Turf Wars, written by Michael Dante Dimartino with art by Irene Koh is a three-part graphic novel series continuation of the much loved (and much hated) Nickelodeon animated series The Legend of Korra by created by Dimartino and Bryan Konietzko.
The library edition combining all three parts into one epic adventure will be released by Dark Horse on March 12, 2019.
Overall I’d say there was a lot going on in Turf Wars and it was all captured fairly well in the 244 pages of the series. Turf Wars has a couple different agendas running through the story arch. There were three different “turf wars” going on. The battle over the land near the spirit portal. The battles between the Creeping Crystals and the Triads. Then, there was the political battle for the presidency between Zhuli and the incumbent Raiko. It made for an interesting mix when the stories weaved and crossed over each other.
The author and artist also provided a decent amount of fan service (you know what I’m talking about) considering the need to keep the book readable for a large age group.

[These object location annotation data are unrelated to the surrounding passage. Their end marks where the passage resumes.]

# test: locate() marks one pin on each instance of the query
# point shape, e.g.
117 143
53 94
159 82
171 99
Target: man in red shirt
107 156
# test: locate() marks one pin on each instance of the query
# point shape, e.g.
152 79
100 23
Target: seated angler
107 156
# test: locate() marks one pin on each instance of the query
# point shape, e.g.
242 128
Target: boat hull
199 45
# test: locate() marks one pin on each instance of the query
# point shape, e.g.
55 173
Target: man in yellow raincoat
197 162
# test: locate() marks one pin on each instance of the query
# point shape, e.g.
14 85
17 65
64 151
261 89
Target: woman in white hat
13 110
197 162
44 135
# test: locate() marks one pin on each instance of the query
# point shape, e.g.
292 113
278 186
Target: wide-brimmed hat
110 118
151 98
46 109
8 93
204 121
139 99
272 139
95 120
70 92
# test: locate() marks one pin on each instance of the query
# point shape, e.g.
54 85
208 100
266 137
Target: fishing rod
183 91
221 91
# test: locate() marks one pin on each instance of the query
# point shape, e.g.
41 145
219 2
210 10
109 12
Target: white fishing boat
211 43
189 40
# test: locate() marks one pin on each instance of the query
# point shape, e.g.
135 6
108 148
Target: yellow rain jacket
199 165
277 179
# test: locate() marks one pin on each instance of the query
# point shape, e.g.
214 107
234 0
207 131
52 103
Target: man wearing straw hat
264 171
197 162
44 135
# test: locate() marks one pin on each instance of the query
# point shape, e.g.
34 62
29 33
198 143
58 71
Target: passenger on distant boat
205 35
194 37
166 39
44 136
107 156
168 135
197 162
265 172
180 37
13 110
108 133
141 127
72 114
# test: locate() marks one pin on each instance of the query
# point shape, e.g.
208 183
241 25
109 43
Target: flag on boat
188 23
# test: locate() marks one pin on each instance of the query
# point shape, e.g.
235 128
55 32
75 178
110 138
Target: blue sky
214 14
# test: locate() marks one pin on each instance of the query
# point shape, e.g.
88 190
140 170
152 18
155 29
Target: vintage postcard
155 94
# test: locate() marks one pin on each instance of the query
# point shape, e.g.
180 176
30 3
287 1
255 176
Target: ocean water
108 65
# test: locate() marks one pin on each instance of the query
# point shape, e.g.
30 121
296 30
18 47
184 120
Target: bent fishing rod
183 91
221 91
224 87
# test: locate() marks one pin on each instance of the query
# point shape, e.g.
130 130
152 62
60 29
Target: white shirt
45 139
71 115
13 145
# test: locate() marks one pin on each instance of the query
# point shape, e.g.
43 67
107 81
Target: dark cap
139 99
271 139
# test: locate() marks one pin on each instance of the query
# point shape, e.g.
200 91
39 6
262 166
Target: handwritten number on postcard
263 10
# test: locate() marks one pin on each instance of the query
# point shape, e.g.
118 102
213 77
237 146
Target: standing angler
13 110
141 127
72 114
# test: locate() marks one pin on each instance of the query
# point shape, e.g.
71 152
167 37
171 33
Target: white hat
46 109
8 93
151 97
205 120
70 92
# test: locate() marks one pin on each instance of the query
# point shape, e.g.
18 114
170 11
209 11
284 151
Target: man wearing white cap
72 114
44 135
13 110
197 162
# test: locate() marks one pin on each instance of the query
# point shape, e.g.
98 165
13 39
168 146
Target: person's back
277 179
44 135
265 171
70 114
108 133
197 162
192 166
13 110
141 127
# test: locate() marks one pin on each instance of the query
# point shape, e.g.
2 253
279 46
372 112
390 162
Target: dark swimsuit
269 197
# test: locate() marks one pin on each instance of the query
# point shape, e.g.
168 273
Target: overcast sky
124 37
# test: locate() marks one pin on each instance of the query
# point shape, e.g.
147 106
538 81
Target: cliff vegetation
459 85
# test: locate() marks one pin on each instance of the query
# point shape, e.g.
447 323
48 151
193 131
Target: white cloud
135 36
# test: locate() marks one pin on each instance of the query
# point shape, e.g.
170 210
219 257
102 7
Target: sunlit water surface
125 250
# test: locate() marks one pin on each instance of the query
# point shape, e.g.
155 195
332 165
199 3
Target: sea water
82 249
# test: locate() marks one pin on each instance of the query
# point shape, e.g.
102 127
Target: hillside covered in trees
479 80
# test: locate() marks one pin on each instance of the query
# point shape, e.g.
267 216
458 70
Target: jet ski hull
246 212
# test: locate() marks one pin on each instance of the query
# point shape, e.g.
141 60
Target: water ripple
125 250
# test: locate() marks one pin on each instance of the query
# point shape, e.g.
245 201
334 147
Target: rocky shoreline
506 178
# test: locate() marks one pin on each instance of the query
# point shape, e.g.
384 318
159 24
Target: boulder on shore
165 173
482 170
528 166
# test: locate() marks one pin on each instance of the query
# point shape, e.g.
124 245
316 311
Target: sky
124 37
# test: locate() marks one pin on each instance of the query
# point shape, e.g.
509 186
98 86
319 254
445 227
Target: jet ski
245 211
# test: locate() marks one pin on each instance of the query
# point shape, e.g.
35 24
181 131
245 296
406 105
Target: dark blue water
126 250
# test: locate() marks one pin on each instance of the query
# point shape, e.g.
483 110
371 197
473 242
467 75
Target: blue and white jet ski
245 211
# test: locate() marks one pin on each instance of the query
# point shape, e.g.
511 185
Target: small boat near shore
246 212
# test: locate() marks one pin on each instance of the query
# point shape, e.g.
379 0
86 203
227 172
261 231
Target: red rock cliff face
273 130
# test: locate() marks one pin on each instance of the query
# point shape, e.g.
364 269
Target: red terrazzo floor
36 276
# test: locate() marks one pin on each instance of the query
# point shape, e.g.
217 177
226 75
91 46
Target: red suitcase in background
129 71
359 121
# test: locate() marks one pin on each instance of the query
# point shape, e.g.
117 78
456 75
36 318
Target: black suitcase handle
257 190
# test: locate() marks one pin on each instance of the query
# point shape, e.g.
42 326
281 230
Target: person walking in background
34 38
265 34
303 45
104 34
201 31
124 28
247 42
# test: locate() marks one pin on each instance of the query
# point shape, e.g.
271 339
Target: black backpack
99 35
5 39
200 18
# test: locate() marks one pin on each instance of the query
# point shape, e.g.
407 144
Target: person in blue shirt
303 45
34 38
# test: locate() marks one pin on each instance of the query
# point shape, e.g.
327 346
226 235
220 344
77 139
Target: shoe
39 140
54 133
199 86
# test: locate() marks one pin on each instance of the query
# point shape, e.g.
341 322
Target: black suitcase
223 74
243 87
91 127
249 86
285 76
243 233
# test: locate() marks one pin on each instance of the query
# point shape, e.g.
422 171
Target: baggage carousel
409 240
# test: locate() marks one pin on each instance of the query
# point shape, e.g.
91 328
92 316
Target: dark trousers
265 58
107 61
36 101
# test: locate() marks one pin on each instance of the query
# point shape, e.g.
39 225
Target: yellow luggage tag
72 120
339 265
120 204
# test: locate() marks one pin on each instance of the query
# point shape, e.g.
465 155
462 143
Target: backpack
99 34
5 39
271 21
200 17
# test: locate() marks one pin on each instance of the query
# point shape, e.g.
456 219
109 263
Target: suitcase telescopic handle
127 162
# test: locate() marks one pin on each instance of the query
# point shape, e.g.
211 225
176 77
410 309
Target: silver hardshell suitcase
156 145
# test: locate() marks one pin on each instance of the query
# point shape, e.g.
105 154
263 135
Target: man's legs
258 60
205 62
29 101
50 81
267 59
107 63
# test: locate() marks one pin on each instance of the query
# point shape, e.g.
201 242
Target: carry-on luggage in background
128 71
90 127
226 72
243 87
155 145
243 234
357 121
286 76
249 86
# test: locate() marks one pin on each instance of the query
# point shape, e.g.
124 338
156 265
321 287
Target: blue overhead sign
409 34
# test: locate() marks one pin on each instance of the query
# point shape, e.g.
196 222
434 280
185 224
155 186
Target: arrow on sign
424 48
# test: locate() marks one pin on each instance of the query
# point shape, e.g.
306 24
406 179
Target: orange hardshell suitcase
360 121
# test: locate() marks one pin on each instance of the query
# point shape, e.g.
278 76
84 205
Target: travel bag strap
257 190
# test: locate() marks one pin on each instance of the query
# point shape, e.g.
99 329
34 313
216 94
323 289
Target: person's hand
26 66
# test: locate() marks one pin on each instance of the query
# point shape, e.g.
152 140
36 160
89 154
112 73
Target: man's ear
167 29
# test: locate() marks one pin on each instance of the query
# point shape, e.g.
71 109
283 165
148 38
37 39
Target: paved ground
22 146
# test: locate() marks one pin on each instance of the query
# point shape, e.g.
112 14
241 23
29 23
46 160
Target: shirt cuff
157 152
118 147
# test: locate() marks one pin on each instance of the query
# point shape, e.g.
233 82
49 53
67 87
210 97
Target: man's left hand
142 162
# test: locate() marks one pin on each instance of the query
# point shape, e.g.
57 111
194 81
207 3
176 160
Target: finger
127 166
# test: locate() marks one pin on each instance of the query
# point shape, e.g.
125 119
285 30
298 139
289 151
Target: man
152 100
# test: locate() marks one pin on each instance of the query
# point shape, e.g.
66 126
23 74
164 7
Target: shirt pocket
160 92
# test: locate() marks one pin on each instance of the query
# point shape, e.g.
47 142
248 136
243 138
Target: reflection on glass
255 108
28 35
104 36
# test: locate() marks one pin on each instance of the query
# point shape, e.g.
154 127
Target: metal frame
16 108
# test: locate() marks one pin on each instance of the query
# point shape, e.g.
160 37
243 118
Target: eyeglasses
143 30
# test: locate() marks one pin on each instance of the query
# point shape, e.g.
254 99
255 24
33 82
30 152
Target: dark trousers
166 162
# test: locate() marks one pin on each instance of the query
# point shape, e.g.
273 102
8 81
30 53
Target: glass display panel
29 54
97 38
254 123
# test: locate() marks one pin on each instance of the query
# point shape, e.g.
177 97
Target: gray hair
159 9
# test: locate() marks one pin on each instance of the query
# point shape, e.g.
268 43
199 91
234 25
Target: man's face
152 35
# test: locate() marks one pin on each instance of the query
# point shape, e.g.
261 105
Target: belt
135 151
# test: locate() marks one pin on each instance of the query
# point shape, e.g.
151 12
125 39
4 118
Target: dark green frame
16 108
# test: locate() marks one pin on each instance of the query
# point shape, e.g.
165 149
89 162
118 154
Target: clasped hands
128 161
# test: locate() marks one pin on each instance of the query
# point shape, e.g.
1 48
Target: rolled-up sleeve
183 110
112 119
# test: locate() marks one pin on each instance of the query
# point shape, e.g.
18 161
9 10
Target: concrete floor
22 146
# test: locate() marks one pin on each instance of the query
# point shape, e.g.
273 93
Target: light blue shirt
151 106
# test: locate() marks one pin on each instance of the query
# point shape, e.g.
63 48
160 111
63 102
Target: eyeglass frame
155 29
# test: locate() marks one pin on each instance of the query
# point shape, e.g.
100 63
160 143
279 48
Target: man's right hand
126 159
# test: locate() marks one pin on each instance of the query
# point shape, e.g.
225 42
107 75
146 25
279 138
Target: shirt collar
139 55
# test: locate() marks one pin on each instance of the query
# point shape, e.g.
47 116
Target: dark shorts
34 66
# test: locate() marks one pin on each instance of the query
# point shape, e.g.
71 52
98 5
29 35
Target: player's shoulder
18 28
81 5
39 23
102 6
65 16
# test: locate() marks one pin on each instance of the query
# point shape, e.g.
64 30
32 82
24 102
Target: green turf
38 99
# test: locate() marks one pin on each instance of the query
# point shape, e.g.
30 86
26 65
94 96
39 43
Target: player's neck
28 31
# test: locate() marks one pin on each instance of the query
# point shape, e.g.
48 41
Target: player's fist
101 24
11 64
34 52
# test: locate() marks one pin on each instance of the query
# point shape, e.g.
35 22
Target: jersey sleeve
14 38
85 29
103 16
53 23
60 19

The story picks up right where the animated series left off, with Korra and Asami beginning their vacation in the spirit world. The vacation is short lived after their supplies are lost and they must return to the human world. Dimartino uses these first few pages to clarify when the two began to have feelings for each other. Personally I appreciated the clarification, however, I’m sure there are others who liked the ambiguity, preferring to draw their own conclusions.
Throughout the series, the audience is also able to witness multiple moments where the couple comes out and meets mostly positive or neutral reactions. Korra confronts her own cultures’ preference to keep such information to oneself and struggles to accept it. We also witness another character come out to Korra and Asami.
These scenes are practical and functional in the story. However, they also serve to educate readers on the misconception that once someone is out, that they’re out everywhere. I think many people in the LGBTQ community can relate to Korra and Asami’s discussions of who do they tell and when. They’re very small parts of the scenes but they are there and I appreciated them.
My only real criticism of the series is that the dialogue seemed unnatural and rushed in a few places. I also felt that with so much going on, we especially didn’t get to hear much from Asami. While Korra’s personality still shown through, I left the book feeling like I still don’t know Asami that well.
Though Turf Wars has ended, the adventure isn’t over. The Legend of Korra, Ruins of the Empire Part One, featuring Kuvira’s return is set to be released on May 21, 2019.